Identifying and cleaning up errors in a large termbase in a meaningful way often seems like an impossible task. After all, terms that have been entered incorrectly often produce a rat’s nest of downstream problems, and relevant and correct information is often closely intertwined with redundant and incorrect entries.
Our Quality Dashboard provides users with an interface to conduct forensic examinations of their termbase to identify different error categories and gradually clean them up using the most important quality steps.
- The Quality Dashboard
The Quality Dashboard
You access the Quality Dashboard by selecting the ‘Quality’ tab in the termbase navigation.
You then see an analysis view with the error categories Duplicates and Missing languages, sorted according to the languages represented in the termbase.
The number next to the error category indicates the number of occurrences found in the termbase for the respective error category.
You access the detailed view by clicking on the error category and can then see the occurrences and make further changes.
You will find a list of all identified duplicates on the left-hand side in this view.
For each result, you will see the term found as a single or multiple duplicate, the number of entries in which this term was discovered and, below that, a list of all terms identified for this duplicate.
Click on the result to access the editing view.
Here you will see all term entries found for this duplicate, shown next to each other in a reduced form.
Cleaning up duplicates
Now you can complete several processing steps to clean up the duplicates, i.e. merge terms from different term entries that actually refer to one unit of meaning to create a single term entry.
To do so, first go to the slider at the top right of the entry and select a term entry as the main entry. This is the term entry that you want to keep in the termbase and into which terms from other entries can be merged
The best way to proceed is to select an entry as the main entry that already contains the most correct terms and information.
The other term entries from this duplicate view are then initially marked for deletion.
You then have the option of selecting terms from all entries for individual deletion or to merge them with the main entry.
You either click on the check mark or the Delete button to mark the term for merging with the main entry or for deletion. You can make your selection for all languages in the term entry here.
You can also edit the definition of the main entry as part of this step.
The entry will be shaded grey if you select the ‘Ignore Instead’ button. In this case it will not be deleted during the merge and remains unedited in the termbase.
Once you have finished editing the term entry in the duplicate view and have marked the terms for merging or deletion, depending on your wishes, you can then click on ‘Merge Entries’ at the top.
For example, if you click on ‘English’ and then ‘Missing Language’ in the quality overview, you will be shown all entries for which a term in English has not yet been added.
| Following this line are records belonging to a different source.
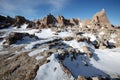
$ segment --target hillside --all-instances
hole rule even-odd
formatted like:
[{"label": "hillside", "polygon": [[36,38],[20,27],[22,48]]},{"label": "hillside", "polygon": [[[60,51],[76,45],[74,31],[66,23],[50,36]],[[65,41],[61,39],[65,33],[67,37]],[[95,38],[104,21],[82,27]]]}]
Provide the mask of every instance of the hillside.
[{"label": "hillside", "polygon": [[119,80],[120,28],[92,19],[0,16],[0,80]]}]

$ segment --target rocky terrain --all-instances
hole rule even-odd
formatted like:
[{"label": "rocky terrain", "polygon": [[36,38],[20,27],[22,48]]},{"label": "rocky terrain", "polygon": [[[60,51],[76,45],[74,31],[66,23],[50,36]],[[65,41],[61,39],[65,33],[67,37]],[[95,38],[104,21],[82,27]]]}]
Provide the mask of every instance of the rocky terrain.
[{"label": "rocky terrain", "polygon": [[119,80],[120,27],[92,19],[0,16],[0,80]]}]

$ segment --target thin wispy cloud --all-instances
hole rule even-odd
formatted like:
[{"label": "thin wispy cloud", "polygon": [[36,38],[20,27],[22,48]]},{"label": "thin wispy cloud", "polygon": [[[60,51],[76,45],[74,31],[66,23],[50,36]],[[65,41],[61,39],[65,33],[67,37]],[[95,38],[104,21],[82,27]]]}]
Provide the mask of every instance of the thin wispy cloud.
[{"label": "thin wispy cloud", "polygon": [[0,0],[0,14],[35,16],[47,7],[48,12],[64,8],[68,0]]}]

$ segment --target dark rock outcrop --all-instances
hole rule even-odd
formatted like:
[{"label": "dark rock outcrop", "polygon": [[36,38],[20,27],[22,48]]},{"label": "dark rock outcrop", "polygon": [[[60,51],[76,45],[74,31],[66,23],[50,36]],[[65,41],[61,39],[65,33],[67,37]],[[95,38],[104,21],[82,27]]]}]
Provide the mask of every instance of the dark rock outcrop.
[{"label": "dark rock outcrop", "polygon": [[56,24],[57,24],[57,20],[51,14],[47,15],[43,19],[35,21],[35,26],[36,26],[37,29],[55,27]]},{"label": "dark rock outcrop", "polygon": [[16,16],[14,26],[18,28],[26,22],[26,19],[23,16]]},{"label": "dark rock outcrop", "polygon": [[79,76],[77,77],[77,80],[87,80],[87,79],[86,79],[84,76],[80,76],[80,75],[79,75]]},{"label": "dark rock outcrop", "polygon": [[30,37],[30,38],[35,38],[38,39],[36,36],[34,35],[29,35],[28,33],[18,33],[18,32],[12,32],[9,34],[9,36],[5,37],[4,40],[4,44],[7,45],[11,45],[16,43],[18,40],[22,40],[24,37]]},{"label": "dark rock outcrop", "polygon": [[69,20],[65,19],[63,16],[58,16],[57,21],[58,27],[65,27],[66,25],[69,25]]},{"label": "dark rock outcrop", "polygon": [[0,15],[0,29],[2,28],[8,28],[14,23],[14,19],[11,18],[10,16],[1,16]]},{"label": "dark rock outcrop", "polygon": [[74,19],[74,18],[69,19],[69,24],[71,26],[79,25],[79,22],[81,22],[80,19]]}]

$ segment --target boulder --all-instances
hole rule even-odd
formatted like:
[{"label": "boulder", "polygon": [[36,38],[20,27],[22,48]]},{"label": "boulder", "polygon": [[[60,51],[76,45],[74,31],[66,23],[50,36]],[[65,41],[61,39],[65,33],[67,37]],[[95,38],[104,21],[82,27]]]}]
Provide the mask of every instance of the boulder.
[{"label": "boulder", "polygon": [[28,53],[29,52],[21,52],[20,54],[13,56],[8,54],[9,57],[0,61],[0,79],[34,80],[39,66],[43,65],[46,59],[37,62],[34,57],[29,57]]},{"label": "boulder", "polygon": [[63,40],[65,40],[65,41],[71,41],[71,40],[73,40],[73,39],[74,39],[74,38],[71,37],[71,36],[63,38]]},{"label": "boulder", "polygon": [[90,50],[89,47],[87,47],[87,46],[82,46],[81,48],[83,49],[84,53],[85,53],[89,58],[91,58],[91,57],[93,56],[93,52]]},{"label": "boulder", "polygon": [[59,50],[59,56],[58,56],[58,58],[59,58],[59,60],[64,60],[65,58],[66,58],[66,56],[68,56],[68,51],[66,51],[66,50]]},{"label": "boulder", "polygon": [[84,36],[80,36],[80,35],[78,35],[76,37],[76,40],[77,40],[77,42],[82,42],[82,41],[90,42],[90,38],[89,37],[84,37]]},{"label": "boulder", "polygon": [[28,33],[18,33],[18,32],[12,32],[9,34],[9,36],[5,37],[4,40],[4,44],[7,44],[7,45],[11,45],[11,44],[14,44],[16,43],[18,40],[22,40],[23,37],[26,37],[26,36],[29,36],[30,38],[35,38],[35,39],[38,39],[36,36],[34,35],[29,35]]},{"label": "boulder", "polygon": [[100,43],[99,49],[106,49],[106,46]]},{"label": "boulder", "polygon": [[77,77],[77,80],[87,80],[87,79],[86,79],[84,76],[80,76],[80,75],[79,75],[79,76]]},{"label": "boulder", "polygon": [[12,32],[9,34],[8,37],[5,38],[4,44],[14,44],[17,42],[17,40],[21,40],[23,37],[27,36],[29,34],[27,33],[17,33],[17,32]]},{"label": "boulder", "polygon": [[94,47],[95,47],[96,49],[98,49],[99,46],[100,46],[100,41],[99,41],[99,40],[95,40],[95,41],[92,42],[92,44],[94,45]]},{"label": "boulder", "polygon": [[92,80],[110,80],[108,77],[101,77],[101,76],[96,76],[96,77],[91,77]]}]

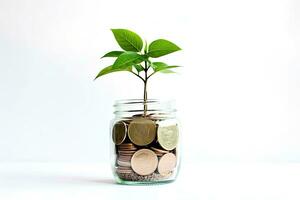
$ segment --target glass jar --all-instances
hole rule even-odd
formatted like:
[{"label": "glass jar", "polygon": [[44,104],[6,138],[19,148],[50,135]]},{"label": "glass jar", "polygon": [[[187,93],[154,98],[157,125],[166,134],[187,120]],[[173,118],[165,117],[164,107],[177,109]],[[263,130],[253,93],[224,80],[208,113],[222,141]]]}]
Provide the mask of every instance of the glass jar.
[{"label": "glass jar", "polygon": [[114,104],[111,165],[117,183],[174,181],[180,164],[174,101],[130,99]]}]

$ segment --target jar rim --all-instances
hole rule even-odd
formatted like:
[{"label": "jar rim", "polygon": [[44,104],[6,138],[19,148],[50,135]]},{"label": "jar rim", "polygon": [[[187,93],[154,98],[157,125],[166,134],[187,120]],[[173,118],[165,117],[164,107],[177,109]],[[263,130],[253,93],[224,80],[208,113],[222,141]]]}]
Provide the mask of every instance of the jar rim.
[{"label": "jar rim", "polygon": [[175,99],[147,99],[144,101],[144,99],[117,99],[114,102],[114,107],[118,105],[132,105],[132,104],[175,104],[176,100]]},{"label": "jar rim", "polygon": [[115,115],[127,117],[141,115],[146,111],[147,115],[157,118],[170,118],[175,116],[177,111],[175,100],[148,99],[145,102],[143,99],[121,99],[116,100],[113,106]]}]

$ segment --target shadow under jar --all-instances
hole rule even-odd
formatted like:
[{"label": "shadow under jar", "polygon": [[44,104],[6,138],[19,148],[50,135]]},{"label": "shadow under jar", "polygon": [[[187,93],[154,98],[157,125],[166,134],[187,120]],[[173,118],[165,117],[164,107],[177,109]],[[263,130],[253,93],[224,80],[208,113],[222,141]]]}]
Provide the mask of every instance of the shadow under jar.
[{"label": "shadow under jar", "polygon": [[173,101],[116,101],[111,164],[117,183],[174,181],[180,164],[179,124]]}]

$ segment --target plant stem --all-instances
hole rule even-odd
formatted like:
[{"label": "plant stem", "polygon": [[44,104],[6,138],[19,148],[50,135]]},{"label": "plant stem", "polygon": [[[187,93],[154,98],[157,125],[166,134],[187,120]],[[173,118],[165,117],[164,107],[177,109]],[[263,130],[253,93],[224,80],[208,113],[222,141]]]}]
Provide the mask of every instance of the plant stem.
[{"label": "plant stem", "polygon": [[148,72],[148,63],[145,61],[145,79],[144,79],[144,117],[147,115],[147,72]]},{"label": "plant stem", "polygon": [[140,78],[142,81],[145,81],[140,75],[138,75],[138,74],[136,74],[136,73],[134,73],[132,71],[131,71],[131,73],[133,73],[135,76],[137,76],[138,78]]}]

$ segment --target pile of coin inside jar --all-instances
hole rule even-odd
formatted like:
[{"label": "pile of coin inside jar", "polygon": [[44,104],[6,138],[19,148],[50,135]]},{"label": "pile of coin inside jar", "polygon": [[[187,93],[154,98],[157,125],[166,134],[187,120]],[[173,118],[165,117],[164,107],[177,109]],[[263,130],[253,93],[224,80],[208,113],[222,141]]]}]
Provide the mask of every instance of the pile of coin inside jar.
[{"label": "pile of coin inside jar", "polygon": [[125,181],[166,180],[177,165],[178,127],[150,117],[118,121],[112,128],[115,173]]}]

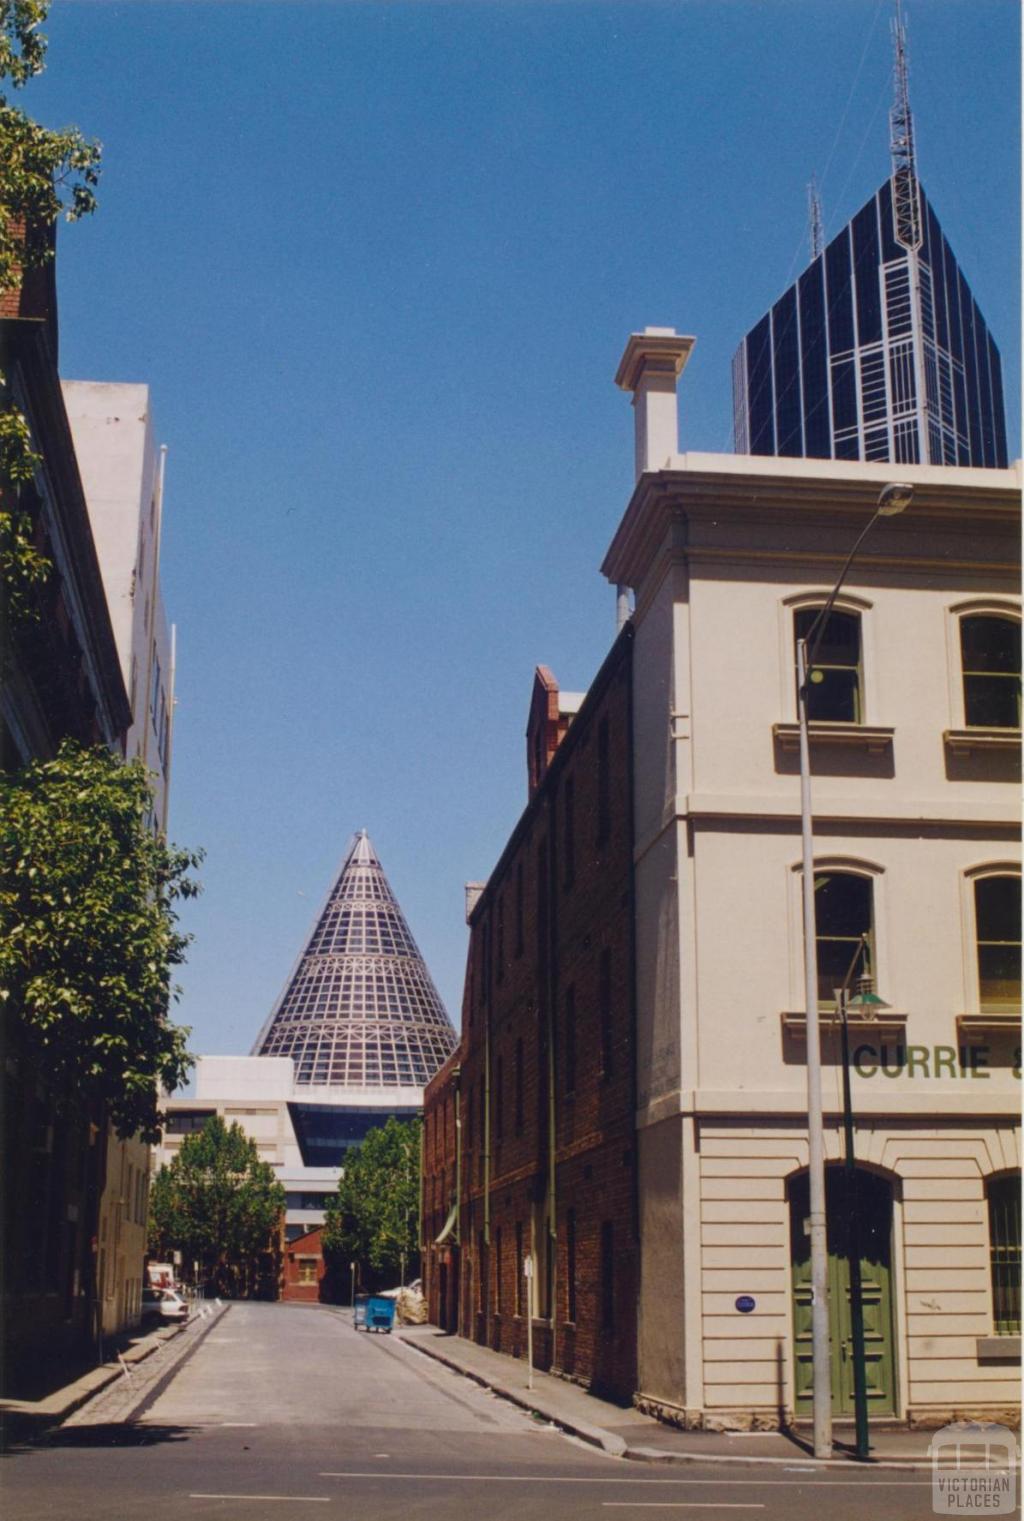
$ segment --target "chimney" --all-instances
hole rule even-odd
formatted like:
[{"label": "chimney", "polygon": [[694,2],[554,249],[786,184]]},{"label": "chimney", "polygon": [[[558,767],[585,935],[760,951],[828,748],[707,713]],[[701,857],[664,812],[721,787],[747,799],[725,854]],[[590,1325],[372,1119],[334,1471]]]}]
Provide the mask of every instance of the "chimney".
[{"label": "chimney", "polygon": [[695,342],[673,327],[646,327],[626,344],[615,384],[633,392],[637,480],[679,453],[676,384]]},{"label": "chimney", "polygon": [[484,888],[486,886],[487,886],[486,882],[467,882],[466,883],[466,923],[467,924],[469,923],[470,916],[472,915],[473,910],[476,908],[477,904],[480,902],[481,894],[483,893],[483,890],[484,890]]}]

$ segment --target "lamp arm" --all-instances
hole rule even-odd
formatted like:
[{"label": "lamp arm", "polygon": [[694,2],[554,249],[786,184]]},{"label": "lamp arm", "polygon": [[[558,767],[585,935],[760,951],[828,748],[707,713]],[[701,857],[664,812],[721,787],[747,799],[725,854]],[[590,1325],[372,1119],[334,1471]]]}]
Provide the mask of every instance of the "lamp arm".
[{"label": "lamp arm", "polygon": [[835,586],[833,586],[832,590],[828,594],[828,601],[825,603],[825,606],[821,609],[821,612],[815,618],[814,622],[807,630],[807,633],[804,635],[804,643],[807,646],[807,671],[804,677],[805,681],[810,681],[811,679],[811,672],[814,669],[815,656],[817,655],[818,650],[821,646],[821,641],[825,636],[825,624],[828,620],[829,613],[832,611],[833,607],[835,607],[836,598],[842,590],[843,582],[846,580],[846,573],[849,570],[850,566],[853,564],[858,549],[863,544],[872,528],[875,526],[875,522],[879,516],[879,509],[876,507],[871,517],[861,529],[856,543],[850,550],[850,553],[846,556],[846,561],[843,565],[843,568],[839,572],[839,579],[836,581]]},{"label": "lamp arm", "polygon": [[842,985],[836,989],[836,993],[838,995],[836,998],[836,1008],[837,1012],[842,1015],[843,1019],[846,1018],[846,995],[850,990],[850,983],[853,980],[853,974],[857,969],[857,962],[862,956],[866,958],[867,949],[868,937],[867,935],[862,934],[857,942],[857,949],[853,953],[853,958],[850,961],[850,965],[846,968],[846,976],[843,978]]}]

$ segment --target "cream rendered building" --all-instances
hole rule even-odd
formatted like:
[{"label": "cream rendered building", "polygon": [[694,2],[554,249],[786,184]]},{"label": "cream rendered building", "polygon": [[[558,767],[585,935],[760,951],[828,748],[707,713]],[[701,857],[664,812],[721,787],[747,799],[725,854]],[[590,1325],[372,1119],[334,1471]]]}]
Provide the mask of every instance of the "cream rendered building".
[{"label": "cream rendered building", "polygon": [[[160,588],[165,450],[153,442],[149,387],[73,380],[62,386],[89,508],[132,726],[125,753],[153,785],[154,829],[167,828],[174,729],[174,629]],[[97,1281],[102,1332],[137,1325],[142,1307],[149,1147],[106,1138]]]},{"label": "cream rendered building", "polygon": [[[681,455],[691,346],[627,347],[637,483],[603,566],[635,594],[639,1398],[689,1426],[809,1410],[795,630],[898,479],[912,504],[865,541],[821,655],[839,716],[811,726],[820,1006],[866,933],[890,1006],[853,1032],[872,1419],[996,1415],[1020,1378],[1021,467]],[[830,1275],[843,1415],[841,1250]]]}]

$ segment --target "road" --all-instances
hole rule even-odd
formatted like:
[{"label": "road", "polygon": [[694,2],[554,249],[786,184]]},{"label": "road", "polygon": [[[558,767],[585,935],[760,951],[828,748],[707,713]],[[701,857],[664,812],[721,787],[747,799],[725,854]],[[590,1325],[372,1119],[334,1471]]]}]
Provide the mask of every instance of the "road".
[{"label": "road", "polygon": [[934,1515],[924,1473],[609,1458],[398,1336],[283,1304],[232,1305],[130,1425],[86,1418],[13,1451],[0,1497],[19,1521]]}]

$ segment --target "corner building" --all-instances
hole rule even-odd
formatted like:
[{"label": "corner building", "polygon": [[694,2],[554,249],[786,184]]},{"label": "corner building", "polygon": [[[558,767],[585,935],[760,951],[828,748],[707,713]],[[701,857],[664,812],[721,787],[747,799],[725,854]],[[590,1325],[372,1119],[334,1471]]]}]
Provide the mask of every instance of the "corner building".
[{"label": "corner building", "polygon": [[633,632],[585,697],[537,671],[529,803],[469,904],[462,1039],[424,1095],[430,1318],[629,1399],[636,1387]]},{"label": "corner building", "polygon": [[[889,465],[680,454],[692,340],[636,334],[638,1402],[688,1427],[810,1412],[795,643]],[[667,405],[671,398],[672,406]],[[1005,1418],[1020,1378],[1021,469],[901,465],[826,626],[810,751],[833,1405],[853,1409],[833,989],[854,1024],[872,1419]]]},{"label": "corner building", "polygon": [[[692,346],[634,334],[616,377],[636,485],[602,569],[635,607],[582,702],[537,673],[532,796],[426,1093],[425,1276],[432,1320],[522,1356],[530,1256],[541,1366],[770,1429],[811,1413],[796,640],[894,472],[681,454]],[[856,1209],[872,1421],[1012,1421],[1021,467],[899,478],[810,699],[833,1409]],[[834,989],[865,951],[851,1201]]]}]

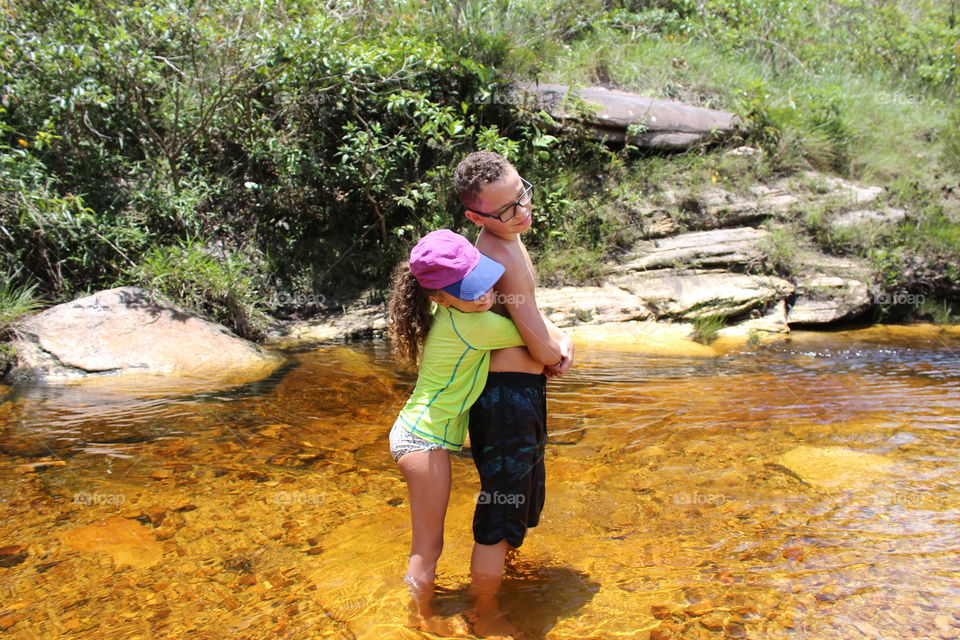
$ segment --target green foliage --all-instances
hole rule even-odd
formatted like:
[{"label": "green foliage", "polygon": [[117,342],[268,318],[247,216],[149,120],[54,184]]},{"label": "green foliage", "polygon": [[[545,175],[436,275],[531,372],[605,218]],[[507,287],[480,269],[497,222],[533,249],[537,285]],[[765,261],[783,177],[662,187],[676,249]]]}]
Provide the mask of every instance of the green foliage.
[{"label": "green foliage", "polygon": [[956,303],[946,300],[924,299],[917,309],[917,316],[929,320],[934,324],[958,324],[960,322],[960,307]]},{"label": "green foliage", "polygon": [[800,254],[807,240],[793,225],[771,225],[770,236],[761,243],[760,250],[766,256],[765,266],[781,276],[799,271]]},{"label": "green foliage", "polygon": [[263,337],[267,316],[257,307],[254,265],[241,257],[216,257],[198,240],[154,247],[130,270],[140,285],[248,339]]},{"label": "green foliage", "polygon": [[[636,233],[612,206],[631,164],[739,186],[748,172],[805,167],[915,177],[922,163],[900,149],[945,120],[941,159],[960,171],[960,116],[944,106],[958,86],[955,10],[937,0],[8,3],[0,273],[51,299],[161,274],[170,295],[214,317],[213,305],[233,305],[219,319],[256,335],[266,282],[356,295],[422,233],[462,228],[452,170],[479,148],[536,185],[525,239],[541,273],[589,281]],[[762,147],[763,161],[614,153],[499,100],[518,79],[735,110],[736,142]],[[249,257],[236,268],[214,260],[218,272],[193,237]],[[889,241],[888,265],[917,246],[907,232]],[[931,265],[954,255],[944,242],[923,249]],[[188,266],[178,273],[175,259]],[[778,268],[789,260],[775,256]],[[243,296],[238,273],[250,279]],[[190,298],[191,287],[202,293]]]},{"label": "green foliage", "polygon": [[16,285],[10,274],[0,280],[0,378],[6,375],[16,359],[13,347],[7,342],[16,334],[17,320],[40,309],[36,283]]},{"label": "green foliage", "polygon": [[944,164],[960,173],[960,107],[953,108],[940,131],[940,139],[943,143]]}]

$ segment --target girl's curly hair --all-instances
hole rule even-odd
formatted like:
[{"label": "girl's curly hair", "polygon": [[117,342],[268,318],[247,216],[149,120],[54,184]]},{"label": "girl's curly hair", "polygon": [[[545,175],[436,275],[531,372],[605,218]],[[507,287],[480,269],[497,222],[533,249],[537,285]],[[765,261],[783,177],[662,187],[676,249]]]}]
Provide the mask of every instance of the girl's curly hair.
[{"label": "girl's curly hair", "polygon": [[437,292],[420,286],[410,272],[410,263],[406,261],[394,268],[390,286],[390,326],[387,335],[401,360],[415,364],[433,322],[430,296]]}]

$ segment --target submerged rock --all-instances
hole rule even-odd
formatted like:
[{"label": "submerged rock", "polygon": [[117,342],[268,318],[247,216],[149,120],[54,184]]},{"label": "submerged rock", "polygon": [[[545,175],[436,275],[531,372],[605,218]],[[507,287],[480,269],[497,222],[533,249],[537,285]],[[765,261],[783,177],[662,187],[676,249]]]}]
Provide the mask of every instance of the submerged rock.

You can also filter for another missing language from here or search the list using a fuzzy search.
Adding terms in missing languages
Clicking on the term in the list opens the matching term entry from the right-hand side. You can then select ‘Add Language’ to add the missing language directly.
You can also assign the entries to a term task to add the missing languages.
To do so, check the boxes on the left of the hit list to select the term entries you want to include in the term task.
You can also use the batch check box at the bottom to select all found entries or use the filters to limit your list as described above.
Clicking on the ‘Add to Task’ button opens a dialogue in which you can either add the terms to a current task or create a new task with the selected entries.